I've skimmed through the massive Go related thread but am not sure if there's an easy way for me to choose between Agile or Go?

'Normal' family household, peak use between 5 and 9pm, will have one EV once the M3P arrives.

Go costs would be 14.29p/kwh 0430-0030, 5p/kwh 0030-0430 and 25p/day standing charge
Agile is obviously variable with some info I've seen suggesting an average price as low as 9p over 12 months for some customers, 21p/day standing charge

Not wanting to spending hours on spreadsheets so just wonder if there's any simple rules for me to consider.

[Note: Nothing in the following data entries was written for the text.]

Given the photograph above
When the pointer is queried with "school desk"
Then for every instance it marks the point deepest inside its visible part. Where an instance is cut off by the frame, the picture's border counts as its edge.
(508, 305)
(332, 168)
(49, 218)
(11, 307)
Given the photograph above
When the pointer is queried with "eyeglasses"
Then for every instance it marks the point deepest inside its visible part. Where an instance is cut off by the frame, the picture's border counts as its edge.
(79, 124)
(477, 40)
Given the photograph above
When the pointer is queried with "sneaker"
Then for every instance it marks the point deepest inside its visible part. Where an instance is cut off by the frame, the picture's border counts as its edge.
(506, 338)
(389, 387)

Am investigating whether there's a way to delay start our tumble dryer and dishwasher use as that could help whichever tariff we go for.

Cheers in advance
 
Agile will be expensive if you’re not prepared or able to regulate your peak usage. People rave about Agile but you can see there are some high peaks too.

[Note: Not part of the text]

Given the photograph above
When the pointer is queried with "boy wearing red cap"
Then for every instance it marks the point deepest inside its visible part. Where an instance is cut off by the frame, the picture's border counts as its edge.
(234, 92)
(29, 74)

Go is not too expensive at peak times, relative to everything else, and obviously much cheaper for charging which is 7kW+ at a sustained rate.
 
Agile peaks are not so bad. It's basically double between 4 and 7. Cooking dinner for my family with induction hob is about £1 during this time.

However the rates at night are often below 5p. During storm Dennis they were - 2p for about 6 hours. I charged my 3 and my leaf as much as i could. 7kw + 2kw.


If you have an ev, unless you charge during peak your average will be lower.

Washing machine pulls about 2kwh. Just don't do stuff like that during peak.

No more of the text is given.